Il Codice è arrivato in dicembre alle Camere per un voto che, trattandosi di una legge-delega, era solo consultivo. In commissione, a Palazzo Madama, non solo la minoranza, ma anche la maggioranza, esprime forti critiche su quell’articolo 27 che Tremonti ha varato nel frattempo. Alla Camera la relazione di minoranza chiede l’abrogazione secca della norma Tremonti. Il relatore di maggioranza, Orsini (Forza Ialia) sceglie questa formulazione: «Per quanto riguarda la questione della verifica dell’interesse culturale dei beni soggetti a tutela, intende sottolineare ... che il testo del codice in esame appare sicuramente preferibile rispetto a quello dell’articolo 27 del decreto legge n. 269 del 2003». Così com’è, il Codice insomma, a parere della stessa maggioranza, è meno disastroso della norma Tremonti.

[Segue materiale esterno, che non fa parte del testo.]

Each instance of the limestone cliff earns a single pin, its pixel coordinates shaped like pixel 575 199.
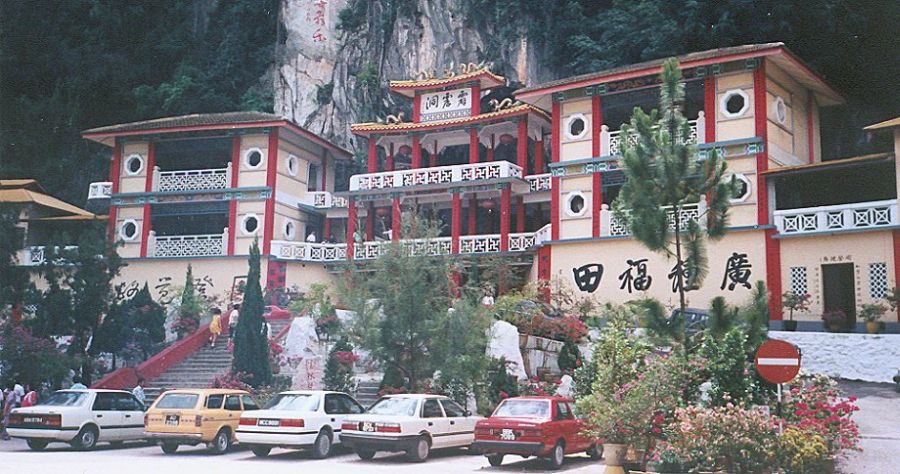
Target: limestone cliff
pixel 329 77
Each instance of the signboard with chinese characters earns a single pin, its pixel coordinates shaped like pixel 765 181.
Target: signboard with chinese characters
pixel 446 105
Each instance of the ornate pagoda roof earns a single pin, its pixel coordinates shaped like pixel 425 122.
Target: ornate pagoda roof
pixel 484 76
pixel 369 128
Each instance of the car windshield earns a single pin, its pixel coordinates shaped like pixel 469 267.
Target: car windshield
pixel 394 406
pixel 178 400
pixel 65 399
pixel 524 408
pixel 294 402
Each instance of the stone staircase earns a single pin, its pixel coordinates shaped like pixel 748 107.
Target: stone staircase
pixel 201 368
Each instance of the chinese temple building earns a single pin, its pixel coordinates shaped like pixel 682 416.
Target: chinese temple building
pixel 528 176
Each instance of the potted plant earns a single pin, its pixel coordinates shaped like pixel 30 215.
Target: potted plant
pixel 793 302
pixel 835 320
pixel 871 314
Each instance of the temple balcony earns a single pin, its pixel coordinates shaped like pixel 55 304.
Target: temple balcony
pixel 837 218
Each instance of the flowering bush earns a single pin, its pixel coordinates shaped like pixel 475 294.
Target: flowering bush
pixel 817 406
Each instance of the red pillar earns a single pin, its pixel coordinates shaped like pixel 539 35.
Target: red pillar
pixel 455 221
pixel 417 153
pixel 473 146
pixel 351 227
pixel 148 187
pixel 520 214
pixel 232 204
pixel 709 107
pixel 396 220
pixel 373 156
pixel 271 172
pixel 504 218
pixel 522 146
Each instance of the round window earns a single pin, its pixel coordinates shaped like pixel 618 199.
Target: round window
pixel 128 230
pixel 576 126
pixel 735 103
pixel 134 164
pixel 253 158
pixel 575 204
pixel 250 224
pixel 293 165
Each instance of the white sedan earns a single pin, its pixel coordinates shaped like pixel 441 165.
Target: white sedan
pixel 414 424
pixel 81 418
pixel 297 419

Il seguito, però, c’era da aspettarselo. Il 13 gennaio lì in Commissione infatti parla il ministro Urbani che, disarmante, ricorda che «le norme sul silenzio-assenso sono state introdotte per ragioni di carattere prevalentemente finanziario», che quindi, visto che Tremonti gli ha scippato i beni che sono la ragione sociale del suo ministero, «è in corso un confronto con il ministero dell’Economia» per vedere se l’abrogazione sia fattibile. Ma, aggiunge: «La stessa norma sul silenzio-assenso può svolgere, paradossalmente, un ruolo di rafforzamento dei livelli di tutela, costituendo uno stimolo per l’implementazione delle procedure di catalogazione e censimento dei beni culturali pubblici che costituisce una precondizione essenziale per garantirne la tutela». L’eloquio è petrolinesco, la sostanza è chiara: il ministro per i Beni culturali è pronto a farsi scrivere anche un pezzo cardine del «suo» Codice dal collega dell’Economia.